Received a valid push; starting a build. Commits are:

ea5329e Bump version number

bioc-issue-bot commented 4 years ago

Dear Package contributor,

This is the automated single package builder at bioconductor.org.

Your package has been built on Linux, Mac, and Windows.

On one or more platforms, the build results were: "skipped, ERROR, WARNINGS". This may mean there is a problem with the package that you need to fix. Or it may mean that there is a problem with the build system itself.

Please see the build report for more details.

LTLA commented 4 years ago

@vjcitn

Re. unicode paths, I didn't know that, but I see that the conda folks run into this same problem and didn't see this recommendation anywhere, so I assume that there is a reason why this doesn't work in general. Maybe it relies on a too-recent version of the Windows API? I dunno.

Re. registry, sounds a bit dangerous to me. Definitely a last-ditch option.

vince commented 4 years ago

@LTLA wrong Vince, friend.

LTLA commented 4 years ago

Sorry, got mixed up between @vjcitn's GitHub and slack handles!

LiNk-NY commented 4 years ago

BTW @LTLA, have you tried using appveyor for Windows CI / tests?

LTLA commented 4 years ago

Nope, I just use BioC's servers for all of my CI needs.

LTLA commented 4 years ago

Just to give an update: the path length modification was added to 0.99.61 but has not propagated, being held up by unpredictable failures on tokay2. I hope it will get through to give enough time for cellassign testing, but if not, you may consider not supporting Windows for now.

lshep commented 4 years ago

What is the status of this package?

kieranrcampbell commented 4 years ago

I'm hoping now Basilisk is established on bioconductor we can have another go and decide on whether to support windows

LiNk-NY commented 4 years ago

Hi Kieran, @kieranrcampbell

I think you can have another go. Aaron has made progress on getting it to build successfully on all platforms: https://community-bioc.slack.com/archives/CEQ04GKEC/p1589834161387300

http://bioconductor.org/checkResults/devel/bioc-LATEST/basilisk/

bioc-issue-bot commented 4 years ago

Dear Package contributor,

This is the automated single package builder at bioconductor.org.

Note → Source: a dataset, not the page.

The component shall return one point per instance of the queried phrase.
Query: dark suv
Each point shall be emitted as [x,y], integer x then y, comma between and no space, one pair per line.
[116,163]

Your package has been built on Linux, Mac, and Windows.

On one or more platforms, the build results were: "WARNINGS, skipped, ERROR". This may mean there is a problem with the package that you need to fix. Or it may mean that there is a problem with the build system itself.

Please see the build report for more details.

LTLA commented 4 years ago

Oh goody. At last, an error that isn't basilisk's fault.

Needless to say, I think you can get rid of the .onLoad statement now, given that you are now in control of your own destiny with respect to tensorflow's presence on the system. (Putting the check in the .onLoad doesn't seem like a great idea in the first place, but whatever.)

LiNk-NY commented 4 years ago

@kieranrcampbell Any updates?

kieranrcampbell commented 4 years ago

Hi @LiNk-NY

I'll take a look at this shortly. Plan to have wrapped up for next bioc release now basilisk is in

Thanks

Kieran

LiNk-NY commented 4 years ago

Hi Keiran, @kieranrcampbell

Any updates on the package? Otherwise I'm forced to close the issue until it's ready. Thanks! -Marcel

bioc-issue-bot commented 4 years ago

This issue is being closed because there has been no progress for an extended period of time. You may reopen the issue when you have the time to actively participate in the review / submission process. Please also keep in mind that a package accepted to Bioconductor requires a commitment on your part to ongoing maintenance.

Thank you for interest in Bioconductor.